In May we hosted a visit by a class of high school students from Friends' Central School, a second annual gathering co-organized by me and Liza Ewen of the FCS English department. (Liza teaches an elective quarter-long course each spring on poetry.) I invited six poets each to teach a single poem in just 20 minutes. Rivka Fogel taught "This Room" by John Ashbery, a beautiful indirect memorial to Pierre Martory and non-narrative meditation on absence as presence. Sarah Dowling then came in and taught a section of "A Frame of the Book" by Erin Moure. Jessica Lowenthal then taught Harryette Mullen's "Trimmings." Randall Couch taught a very early poem by John Keats before revealing that it was Keats. John Timpane taught an Yvor Winters poem about the emotional complication of saying farewell to an adult child at an airport; Wintersean restraint and emotional distance abound here and strike one (strike me, at least) as a refreshing sort of illiberalism in an age of gobs of conventionally sentimental parent-child verse. Tom Devaney may have taken the pedagogical prize on this day, presenting William Carlos Williams' "The Last Words of My English Grandmother"--a seemingly easy poem for h.s. students to grasp. Yet it also does everything a modern poem does, and makes a remarkably good scene of instruction.

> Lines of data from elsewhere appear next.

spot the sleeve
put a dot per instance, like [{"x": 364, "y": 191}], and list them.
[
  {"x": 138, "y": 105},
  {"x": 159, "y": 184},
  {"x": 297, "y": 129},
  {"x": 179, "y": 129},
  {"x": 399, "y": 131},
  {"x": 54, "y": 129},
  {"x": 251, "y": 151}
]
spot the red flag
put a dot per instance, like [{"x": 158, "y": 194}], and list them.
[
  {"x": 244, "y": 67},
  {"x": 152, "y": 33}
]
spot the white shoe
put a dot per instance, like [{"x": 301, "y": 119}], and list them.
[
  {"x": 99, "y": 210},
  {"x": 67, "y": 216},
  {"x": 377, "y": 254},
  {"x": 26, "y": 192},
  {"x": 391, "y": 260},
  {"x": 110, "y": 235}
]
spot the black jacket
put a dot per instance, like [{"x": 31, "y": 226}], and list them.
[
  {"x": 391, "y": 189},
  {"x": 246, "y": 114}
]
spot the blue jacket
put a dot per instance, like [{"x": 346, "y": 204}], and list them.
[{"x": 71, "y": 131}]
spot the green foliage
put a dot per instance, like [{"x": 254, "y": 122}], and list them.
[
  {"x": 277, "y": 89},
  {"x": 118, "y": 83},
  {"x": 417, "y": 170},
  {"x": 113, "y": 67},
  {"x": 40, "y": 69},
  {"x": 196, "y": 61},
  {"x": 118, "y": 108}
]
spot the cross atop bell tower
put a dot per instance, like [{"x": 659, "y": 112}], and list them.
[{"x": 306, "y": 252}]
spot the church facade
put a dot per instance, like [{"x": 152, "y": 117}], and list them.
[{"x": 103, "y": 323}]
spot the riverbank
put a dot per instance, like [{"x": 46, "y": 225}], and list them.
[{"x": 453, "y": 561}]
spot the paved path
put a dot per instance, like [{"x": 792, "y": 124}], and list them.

Each of the six 20-minute presentation is now being made available in PennSound as downloadable audio, streaming QuickTime video, and the texts of the poems are available as PDF's (digital copies of photocopies handed out to the students).
It's our hope that by presenting such materials, grouped together and well organized, PennSound will be useful to teachers and others looking for an introduction to poetry and poetics - and also to the phenomenon of the poet teaching poetry.